John_in_Loveland said:


> I have to call BS on this. Sous Vide is no different than braising, which is a moist heat cooking method. Collagen breaks down in the presence of moisture which is why things like pot roast, short ribs, etc are typically braised like this. Sous Vide takes it a step further by extending the cooking time significantly. Is as MNichols says, you can't over cook things. I cook individual chicken breasts at 150 degree for 70 minutes so they stay juicy.





MNichols said:


> Ok, so you are furthering the idea that the vacuum seal doesn't make any difference ? I would think, that especially with a marinade that it would help the meat stay in contact with the juice.



Just reading the SV instruction manual (I'm no expert, just got it for Christmas and my experience is nil) the vacuum is more necessary to get all the meat in contact with the hot water. Because it occurs at such a low temperature, the Delta-T is low and you need that full contact for thermal transfer.


you're correct that vacuums will help with contact for marinades, but that's not as much a function of braising.





John_in_Loveland said:


> Granted you don't get the Maillard reaction that browns the meat so you either prebrown it or hit it hot and very fast after cooking.



Talk nerdy to me! Beginning to understand the Maillard reaction (it doesn't "seal the juices in", it caramelizes the sugars in the meat and creates a flavor you don't get by braising/roasting alone) changed the way I cook meat.




Pine said:


> This is a great idea. This x-mas I pre-cooked one in the regular oven to rare, then that evening, took it to x-mas dinner and finished it. It turned out great.

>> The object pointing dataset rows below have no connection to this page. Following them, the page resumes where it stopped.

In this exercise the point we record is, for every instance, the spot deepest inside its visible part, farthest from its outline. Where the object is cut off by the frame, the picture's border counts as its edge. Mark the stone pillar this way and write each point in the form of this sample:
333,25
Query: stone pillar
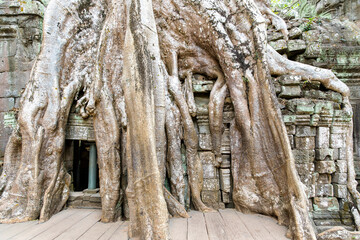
92,167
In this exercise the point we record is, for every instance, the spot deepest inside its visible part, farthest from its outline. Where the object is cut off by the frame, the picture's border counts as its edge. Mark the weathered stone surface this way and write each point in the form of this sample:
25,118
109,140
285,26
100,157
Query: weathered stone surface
305,107
341,166
290,92
211,184
324,108
6,104
205,142
324,154
225,180
289,80
305,169
324,190
335,233
307,143
209,171
296,46
279,45
322,137
291,129
305,131
295,33
303,156
326,203
325,167
340,178
337,140
207,158
340,191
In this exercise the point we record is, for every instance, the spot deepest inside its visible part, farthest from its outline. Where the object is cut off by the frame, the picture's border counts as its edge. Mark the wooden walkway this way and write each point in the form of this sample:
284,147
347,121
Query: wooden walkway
84,224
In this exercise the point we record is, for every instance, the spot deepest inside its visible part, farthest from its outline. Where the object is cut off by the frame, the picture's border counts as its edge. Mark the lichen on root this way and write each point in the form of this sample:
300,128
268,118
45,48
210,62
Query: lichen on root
127,59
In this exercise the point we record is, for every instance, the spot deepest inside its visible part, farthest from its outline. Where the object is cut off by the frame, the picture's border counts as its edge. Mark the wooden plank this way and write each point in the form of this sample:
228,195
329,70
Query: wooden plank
121,233
196,226
234,227
107,235
98,230
55,230
41,227
81,227
215,226
276,230
255,226
16,229
178,228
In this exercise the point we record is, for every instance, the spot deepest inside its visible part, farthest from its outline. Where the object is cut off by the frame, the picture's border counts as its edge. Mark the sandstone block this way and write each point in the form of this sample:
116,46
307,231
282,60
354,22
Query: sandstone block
342,153
303,156
6,104
279,45
340,178
291,129
324,108
326,204
341,166
295,32
324,154
210,196
209,171
296,46
305,131
322,137
225,180
325,167
205,142
324,190
340,191
337,140
307,143
207,158
290,92
289,80
211,184
305,169
305,107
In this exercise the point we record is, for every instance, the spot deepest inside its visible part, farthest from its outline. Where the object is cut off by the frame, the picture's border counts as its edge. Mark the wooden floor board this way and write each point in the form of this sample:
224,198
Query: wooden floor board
56,230
255,227
235,228
83,224
16,229
196,226
215,226
107,235
178,228
41,227
98,230
121,233
278,232
80,228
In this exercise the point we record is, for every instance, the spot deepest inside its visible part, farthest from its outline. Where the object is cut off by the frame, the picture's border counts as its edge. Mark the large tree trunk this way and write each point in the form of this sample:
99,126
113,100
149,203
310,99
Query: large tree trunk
126,59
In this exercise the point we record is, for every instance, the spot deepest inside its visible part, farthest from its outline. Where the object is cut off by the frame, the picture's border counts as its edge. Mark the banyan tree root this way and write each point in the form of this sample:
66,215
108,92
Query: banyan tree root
216,106
194,165
137,39
40,186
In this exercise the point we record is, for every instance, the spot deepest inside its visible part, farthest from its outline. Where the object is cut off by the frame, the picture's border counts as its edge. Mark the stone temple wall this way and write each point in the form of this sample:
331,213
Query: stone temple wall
313,116
20,40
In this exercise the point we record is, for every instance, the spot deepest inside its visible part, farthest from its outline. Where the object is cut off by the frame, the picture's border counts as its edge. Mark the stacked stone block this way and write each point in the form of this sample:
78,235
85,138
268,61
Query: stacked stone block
20,39
317,127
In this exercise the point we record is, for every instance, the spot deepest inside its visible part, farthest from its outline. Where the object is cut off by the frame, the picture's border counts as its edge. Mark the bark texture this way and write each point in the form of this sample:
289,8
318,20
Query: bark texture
124,63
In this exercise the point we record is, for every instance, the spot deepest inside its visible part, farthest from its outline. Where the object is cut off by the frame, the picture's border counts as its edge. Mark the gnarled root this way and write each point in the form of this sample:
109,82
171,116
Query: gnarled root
194,164
216,106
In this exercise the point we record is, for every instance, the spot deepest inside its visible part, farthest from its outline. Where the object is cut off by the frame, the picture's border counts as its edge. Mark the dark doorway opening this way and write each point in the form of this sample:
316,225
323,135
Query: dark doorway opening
81,165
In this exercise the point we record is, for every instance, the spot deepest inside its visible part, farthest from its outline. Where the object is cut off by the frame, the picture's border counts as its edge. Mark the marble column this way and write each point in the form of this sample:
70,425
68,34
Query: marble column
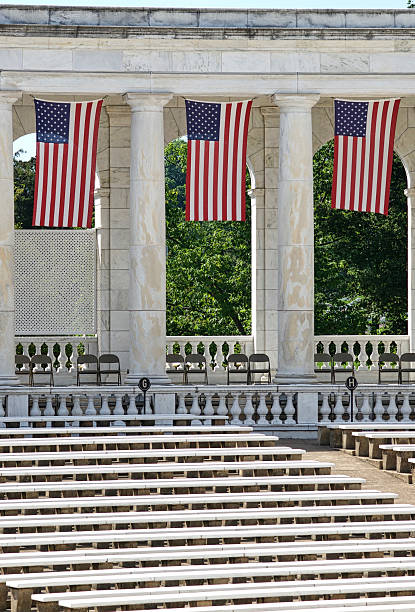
295,240
7,284
410,194
147,249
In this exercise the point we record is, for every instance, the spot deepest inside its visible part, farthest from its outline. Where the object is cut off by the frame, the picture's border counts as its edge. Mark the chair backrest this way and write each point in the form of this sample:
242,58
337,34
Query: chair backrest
343,358
388,358
196,358
87,359
174,358
408,358
322,358
258,358
108,358
238,358
41,360
21,360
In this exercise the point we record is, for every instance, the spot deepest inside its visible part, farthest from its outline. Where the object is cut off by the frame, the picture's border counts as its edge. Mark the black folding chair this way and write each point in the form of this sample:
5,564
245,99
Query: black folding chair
263,368
175,365
238,364
104,367
45,368
91,369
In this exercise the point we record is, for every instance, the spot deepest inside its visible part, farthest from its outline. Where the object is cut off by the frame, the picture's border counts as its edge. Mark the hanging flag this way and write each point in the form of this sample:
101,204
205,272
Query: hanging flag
216,160
66,148
363,152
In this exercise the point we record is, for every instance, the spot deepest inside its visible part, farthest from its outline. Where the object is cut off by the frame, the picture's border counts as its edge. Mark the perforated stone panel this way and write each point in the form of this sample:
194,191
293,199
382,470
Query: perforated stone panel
55,282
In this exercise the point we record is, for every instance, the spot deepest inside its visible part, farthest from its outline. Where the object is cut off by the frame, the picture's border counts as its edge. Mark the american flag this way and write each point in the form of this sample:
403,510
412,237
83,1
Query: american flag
363,151
66,147
216,160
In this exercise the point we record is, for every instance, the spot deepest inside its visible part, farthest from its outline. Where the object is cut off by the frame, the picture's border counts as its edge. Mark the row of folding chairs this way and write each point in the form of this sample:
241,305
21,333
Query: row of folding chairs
89,366
241,366
343,363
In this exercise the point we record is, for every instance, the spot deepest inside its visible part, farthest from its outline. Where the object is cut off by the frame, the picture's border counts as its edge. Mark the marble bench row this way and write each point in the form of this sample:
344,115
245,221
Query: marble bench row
23,587
51,505
255,592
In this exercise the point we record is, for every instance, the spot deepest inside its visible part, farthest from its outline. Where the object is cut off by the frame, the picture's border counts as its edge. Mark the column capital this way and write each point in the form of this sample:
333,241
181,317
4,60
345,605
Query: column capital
295,103
8,98
257,192
147,101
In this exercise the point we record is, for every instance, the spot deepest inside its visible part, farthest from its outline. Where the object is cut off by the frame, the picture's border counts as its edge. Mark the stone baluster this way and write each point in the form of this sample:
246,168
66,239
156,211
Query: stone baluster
49,410
208,410
181,409
276,409
325,409
406,407
262,410
249,410
222,409
338,408
90,409
147,247
378,407
35,410
105,409
118,409
365,410
289,410
392,408
295,239
132,408
236,410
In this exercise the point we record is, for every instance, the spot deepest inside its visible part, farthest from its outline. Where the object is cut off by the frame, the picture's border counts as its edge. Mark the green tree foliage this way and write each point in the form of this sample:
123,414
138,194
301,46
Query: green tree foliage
208,264
24,188
360,259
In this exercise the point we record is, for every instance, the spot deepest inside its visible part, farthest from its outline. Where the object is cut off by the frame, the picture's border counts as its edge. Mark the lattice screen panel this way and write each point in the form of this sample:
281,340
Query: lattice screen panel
55,282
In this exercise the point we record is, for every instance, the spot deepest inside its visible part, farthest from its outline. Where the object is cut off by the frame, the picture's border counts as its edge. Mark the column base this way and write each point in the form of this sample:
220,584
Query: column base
155,379
294,379
9,381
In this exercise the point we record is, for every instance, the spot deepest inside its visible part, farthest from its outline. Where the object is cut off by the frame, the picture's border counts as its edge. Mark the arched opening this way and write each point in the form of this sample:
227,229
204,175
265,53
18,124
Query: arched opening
208,263
24,163
360,259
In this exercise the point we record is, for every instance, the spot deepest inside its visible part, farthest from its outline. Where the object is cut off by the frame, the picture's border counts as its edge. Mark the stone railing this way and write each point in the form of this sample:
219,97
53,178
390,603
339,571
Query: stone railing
63,351
366,350
214,348
261,406
372,403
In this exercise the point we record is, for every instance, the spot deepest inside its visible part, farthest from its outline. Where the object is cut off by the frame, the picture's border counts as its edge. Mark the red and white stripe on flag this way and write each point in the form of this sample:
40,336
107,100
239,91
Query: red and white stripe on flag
363,154
216,160
66,148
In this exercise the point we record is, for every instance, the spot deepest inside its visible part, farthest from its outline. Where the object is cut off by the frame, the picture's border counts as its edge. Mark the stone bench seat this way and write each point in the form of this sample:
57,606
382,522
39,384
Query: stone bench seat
23,586
102,599
145,442
166,556
208,535
341,436
251,452
367,443
204,469
125,430
169,502
221,518
395,456
183,485
374,604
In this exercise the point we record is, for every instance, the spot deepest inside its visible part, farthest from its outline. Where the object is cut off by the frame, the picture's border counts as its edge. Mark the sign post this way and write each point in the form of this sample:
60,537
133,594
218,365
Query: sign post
144,385
351,384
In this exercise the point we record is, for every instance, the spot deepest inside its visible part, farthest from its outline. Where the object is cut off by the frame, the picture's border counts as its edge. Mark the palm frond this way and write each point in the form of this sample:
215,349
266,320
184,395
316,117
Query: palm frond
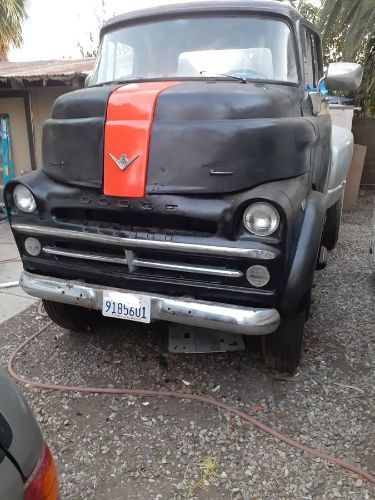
12,15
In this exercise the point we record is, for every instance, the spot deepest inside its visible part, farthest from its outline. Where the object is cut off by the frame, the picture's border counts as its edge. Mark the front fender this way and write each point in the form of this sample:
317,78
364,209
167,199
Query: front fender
304,263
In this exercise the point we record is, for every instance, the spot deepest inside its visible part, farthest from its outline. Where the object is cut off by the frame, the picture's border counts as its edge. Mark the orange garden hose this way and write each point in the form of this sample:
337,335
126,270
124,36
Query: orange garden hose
200,398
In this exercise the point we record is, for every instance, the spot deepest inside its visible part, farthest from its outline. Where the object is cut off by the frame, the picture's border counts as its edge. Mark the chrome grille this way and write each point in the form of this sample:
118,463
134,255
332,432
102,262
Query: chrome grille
131,260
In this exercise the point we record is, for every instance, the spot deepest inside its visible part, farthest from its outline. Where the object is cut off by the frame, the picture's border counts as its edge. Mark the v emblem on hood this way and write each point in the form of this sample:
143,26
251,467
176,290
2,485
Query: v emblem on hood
123,162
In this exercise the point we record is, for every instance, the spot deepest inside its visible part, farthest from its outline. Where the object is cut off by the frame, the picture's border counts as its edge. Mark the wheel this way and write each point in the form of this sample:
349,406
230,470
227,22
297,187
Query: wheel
332,225
282,350
70,317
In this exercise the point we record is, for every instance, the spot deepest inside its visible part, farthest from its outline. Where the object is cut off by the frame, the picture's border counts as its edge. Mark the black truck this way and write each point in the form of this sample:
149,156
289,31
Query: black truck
193,180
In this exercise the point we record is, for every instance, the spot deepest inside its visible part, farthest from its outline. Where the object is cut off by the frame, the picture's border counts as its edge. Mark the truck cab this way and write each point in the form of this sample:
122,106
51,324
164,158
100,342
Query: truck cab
191,180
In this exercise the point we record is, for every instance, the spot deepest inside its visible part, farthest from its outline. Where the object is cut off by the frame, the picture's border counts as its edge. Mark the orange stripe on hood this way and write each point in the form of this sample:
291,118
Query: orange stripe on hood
130,113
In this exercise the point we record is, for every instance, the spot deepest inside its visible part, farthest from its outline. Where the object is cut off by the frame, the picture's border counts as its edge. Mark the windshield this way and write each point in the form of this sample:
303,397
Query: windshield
245,46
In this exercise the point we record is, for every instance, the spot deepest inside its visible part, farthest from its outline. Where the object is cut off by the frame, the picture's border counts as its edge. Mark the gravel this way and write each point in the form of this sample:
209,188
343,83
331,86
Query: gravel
127,447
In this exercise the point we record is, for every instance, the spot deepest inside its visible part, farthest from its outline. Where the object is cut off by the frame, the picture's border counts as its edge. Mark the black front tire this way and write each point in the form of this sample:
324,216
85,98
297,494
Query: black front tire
282,350
73,318
332,225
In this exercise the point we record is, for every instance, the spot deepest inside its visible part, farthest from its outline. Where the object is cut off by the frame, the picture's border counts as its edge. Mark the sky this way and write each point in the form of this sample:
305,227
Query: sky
55,29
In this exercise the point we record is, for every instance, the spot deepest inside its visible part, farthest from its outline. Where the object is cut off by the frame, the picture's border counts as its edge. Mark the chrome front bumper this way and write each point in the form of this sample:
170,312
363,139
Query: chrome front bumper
222,317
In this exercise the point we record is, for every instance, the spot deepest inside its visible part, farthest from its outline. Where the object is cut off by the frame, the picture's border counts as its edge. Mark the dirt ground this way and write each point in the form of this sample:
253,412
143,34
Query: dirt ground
131,448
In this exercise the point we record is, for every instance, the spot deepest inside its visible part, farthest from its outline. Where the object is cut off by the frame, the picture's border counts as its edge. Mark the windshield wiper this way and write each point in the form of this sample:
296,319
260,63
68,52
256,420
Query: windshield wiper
241,79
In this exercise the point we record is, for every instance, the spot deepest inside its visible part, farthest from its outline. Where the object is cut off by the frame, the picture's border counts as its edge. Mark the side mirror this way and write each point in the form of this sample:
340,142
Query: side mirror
343,76
87,80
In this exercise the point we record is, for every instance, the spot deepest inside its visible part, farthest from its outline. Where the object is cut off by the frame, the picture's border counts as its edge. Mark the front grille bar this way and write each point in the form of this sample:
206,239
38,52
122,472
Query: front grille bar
167,246
132,262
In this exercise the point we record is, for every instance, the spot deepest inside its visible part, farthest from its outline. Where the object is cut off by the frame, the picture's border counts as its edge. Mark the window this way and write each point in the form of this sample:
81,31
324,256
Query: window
311,59
245,46
120,61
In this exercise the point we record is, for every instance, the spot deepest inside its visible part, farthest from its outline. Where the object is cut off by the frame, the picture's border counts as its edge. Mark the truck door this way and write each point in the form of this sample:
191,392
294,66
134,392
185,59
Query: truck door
317,109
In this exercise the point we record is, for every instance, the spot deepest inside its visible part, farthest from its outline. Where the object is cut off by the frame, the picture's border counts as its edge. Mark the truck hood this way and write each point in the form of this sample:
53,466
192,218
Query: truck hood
200,137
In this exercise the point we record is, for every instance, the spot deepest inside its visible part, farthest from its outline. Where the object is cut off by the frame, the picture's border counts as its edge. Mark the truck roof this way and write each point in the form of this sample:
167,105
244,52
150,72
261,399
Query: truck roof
208,7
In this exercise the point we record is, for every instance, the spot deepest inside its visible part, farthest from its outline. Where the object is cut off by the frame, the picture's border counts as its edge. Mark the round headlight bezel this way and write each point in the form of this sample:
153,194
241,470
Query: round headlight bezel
21,192
267,209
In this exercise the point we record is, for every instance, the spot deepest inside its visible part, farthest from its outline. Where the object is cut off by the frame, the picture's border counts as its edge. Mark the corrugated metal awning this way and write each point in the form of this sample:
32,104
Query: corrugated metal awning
44,72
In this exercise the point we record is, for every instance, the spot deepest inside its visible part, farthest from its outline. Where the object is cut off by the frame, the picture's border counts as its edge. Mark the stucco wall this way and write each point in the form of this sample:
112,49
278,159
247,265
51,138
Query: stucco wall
364,133
15,108
42,99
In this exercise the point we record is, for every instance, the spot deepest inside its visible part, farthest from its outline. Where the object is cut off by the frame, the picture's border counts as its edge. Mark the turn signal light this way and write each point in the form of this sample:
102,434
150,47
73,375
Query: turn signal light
43,483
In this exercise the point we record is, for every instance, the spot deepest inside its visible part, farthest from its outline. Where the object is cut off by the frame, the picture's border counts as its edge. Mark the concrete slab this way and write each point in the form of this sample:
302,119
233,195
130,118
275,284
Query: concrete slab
12,300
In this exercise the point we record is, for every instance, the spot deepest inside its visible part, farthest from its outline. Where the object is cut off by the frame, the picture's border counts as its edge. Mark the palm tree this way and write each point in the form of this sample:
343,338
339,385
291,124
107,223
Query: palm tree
12,15
348,28
354,20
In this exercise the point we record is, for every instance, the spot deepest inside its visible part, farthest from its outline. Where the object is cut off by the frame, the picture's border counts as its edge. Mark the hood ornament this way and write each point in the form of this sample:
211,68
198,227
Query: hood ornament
123,162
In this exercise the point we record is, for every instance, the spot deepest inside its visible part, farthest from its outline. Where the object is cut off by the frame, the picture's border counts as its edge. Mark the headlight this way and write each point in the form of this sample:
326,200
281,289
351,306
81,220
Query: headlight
261,219
24,199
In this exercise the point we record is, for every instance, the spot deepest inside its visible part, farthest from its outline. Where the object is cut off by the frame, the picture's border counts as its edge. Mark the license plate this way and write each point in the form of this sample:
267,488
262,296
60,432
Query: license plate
131,306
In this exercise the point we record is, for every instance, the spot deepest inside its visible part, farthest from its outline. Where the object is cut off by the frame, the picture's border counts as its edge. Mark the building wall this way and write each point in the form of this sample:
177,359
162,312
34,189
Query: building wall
364,134
42,99
15,108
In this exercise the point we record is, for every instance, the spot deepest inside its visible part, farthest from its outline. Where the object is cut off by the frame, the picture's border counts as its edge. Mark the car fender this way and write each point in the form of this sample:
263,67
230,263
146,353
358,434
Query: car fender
341,156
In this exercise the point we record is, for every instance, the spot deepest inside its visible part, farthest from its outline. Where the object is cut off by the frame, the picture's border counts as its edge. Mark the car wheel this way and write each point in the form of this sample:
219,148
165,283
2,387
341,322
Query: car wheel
282,350
332,225
70,317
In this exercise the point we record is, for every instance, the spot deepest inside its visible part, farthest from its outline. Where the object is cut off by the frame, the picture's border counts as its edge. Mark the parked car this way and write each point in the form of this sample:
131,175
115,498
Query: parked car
195,180
27,470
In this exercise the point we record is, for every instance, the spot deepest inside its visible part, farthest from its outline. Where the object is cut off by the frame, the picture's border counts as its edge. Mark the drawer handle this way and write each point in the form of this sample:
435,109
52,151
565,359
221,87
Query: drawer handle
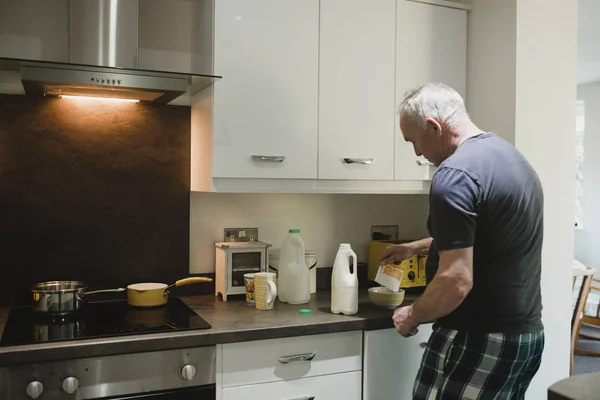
298,357
304,398
269,158
358,160
424,163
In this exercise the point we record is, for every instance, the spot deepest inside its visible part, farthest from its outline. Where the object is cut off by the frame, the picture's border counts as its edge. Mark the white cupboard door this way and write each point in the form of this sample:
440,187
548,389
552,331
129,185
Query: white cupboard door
265,107
431,46
356,89
391,363
345,386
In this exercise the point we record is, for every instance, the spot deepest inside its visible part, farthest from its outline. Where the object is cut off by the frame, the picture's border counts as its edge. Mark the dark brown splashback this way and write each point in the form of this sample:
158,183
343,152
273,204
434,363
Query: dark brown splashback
93,191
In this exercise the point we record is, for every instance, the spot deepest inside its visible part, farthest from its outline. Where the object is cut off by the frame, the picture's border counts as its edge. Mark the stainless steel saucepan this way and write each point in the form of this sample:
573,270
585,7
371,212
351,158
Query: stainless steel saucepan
62,297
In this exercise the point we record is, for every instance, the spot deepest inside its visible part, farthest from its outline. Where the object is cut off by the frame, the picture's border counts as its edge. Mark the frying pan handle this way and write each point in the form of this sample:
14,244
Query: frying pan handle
187,281
104,291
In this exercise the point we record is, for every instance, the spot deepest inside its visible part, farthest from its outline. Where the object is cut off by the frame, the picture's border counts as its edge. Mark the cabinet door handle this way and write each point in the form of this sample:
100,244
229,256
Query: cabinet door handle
269,158
424,163
358,160
297,357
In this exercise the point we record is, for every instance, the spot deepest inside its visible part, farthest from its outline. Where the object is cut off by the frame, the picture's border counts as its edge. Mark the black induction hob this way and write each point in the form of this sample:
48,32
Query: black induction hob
99,320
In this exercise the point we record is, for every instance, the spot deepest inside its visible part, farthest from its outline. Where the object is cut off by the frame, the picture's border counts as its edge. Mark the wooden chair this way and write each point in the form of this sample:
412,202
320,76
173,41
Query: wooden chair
578,317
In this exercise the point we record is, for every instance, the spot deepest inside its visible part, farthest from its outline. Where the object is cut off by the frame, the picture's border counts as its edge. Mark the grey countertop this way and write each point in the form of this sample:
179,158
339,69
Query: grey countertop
231,321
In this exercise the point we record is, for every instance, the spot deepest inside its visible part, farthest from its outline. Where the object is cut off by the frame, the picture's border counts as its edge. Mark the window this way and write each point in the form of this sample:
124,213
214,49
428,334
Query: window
579,153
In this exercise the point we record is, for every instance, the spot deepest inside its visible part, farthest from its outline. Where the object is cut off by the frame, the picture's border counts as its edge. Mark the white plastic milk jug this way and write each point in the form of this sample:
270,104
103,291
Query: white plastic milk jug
294,275
344,284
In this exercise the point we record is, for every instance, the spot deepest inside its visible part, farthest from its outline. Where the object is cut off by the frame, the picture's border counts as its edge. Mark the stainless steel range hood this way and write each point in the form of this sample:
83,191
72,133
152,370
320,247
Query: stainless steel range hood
103,60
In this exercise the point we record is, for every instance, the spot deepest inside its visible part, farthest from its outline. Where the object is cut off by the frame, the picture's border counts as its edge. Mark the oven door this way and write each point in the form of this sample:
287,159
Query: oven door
206,392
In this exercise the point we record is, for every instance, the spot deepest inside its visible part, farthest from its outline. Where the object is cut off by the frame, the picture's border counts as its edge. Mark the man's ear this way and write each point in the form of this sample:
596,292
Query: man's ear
434,124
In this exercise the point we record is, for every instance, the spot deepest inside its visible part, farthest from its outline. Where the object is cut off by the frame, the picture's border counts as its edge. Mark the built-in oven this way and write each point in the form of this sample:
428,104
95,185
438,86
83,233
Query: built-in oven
199,393
179,374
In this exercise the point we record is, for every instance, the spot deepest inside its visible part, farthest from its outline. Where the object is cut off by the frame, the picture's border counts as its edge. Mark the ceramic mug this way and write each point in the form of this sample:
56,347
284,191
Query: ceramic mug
265,290
249,284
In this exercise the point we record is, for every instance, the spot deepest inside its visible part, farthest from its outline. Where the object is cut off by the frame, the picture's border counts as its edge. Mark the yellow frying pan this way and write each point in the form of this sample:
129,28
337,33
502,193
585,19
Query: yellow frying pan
152,294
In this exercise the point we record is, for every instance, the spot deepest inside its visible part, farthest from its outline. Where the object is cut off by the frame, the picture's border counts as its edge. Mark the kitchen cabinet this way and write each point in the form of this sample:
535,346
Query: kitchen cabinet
265,108
391,363
322,366
356,89
338,386
431,46
44,37
288,359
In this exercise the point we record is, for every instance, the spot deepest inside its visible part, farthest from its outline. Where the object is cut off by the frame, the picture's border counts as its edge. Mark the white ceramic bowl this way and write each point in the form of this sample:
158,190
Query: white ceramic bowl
384,297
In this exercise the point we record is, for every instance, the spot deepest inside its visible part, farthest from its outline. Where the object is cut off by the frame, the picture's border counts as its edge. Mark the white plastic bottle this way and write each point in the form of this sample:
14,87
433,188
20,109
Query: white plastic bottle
344,284
294,275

Reverse sear. I did that last Christmas. LOVED it!




okieboater said:


> For the record, I hold an Engineering Degree as well. Not sure it helped or hindered my cooking skill set. Most of what I know about cooking came from my Mom and various experiments that went good or bad. I learned from both.


Probably both helped and hindered!!


BS Construction Eng Tech, MS Construction Eng Mgmt.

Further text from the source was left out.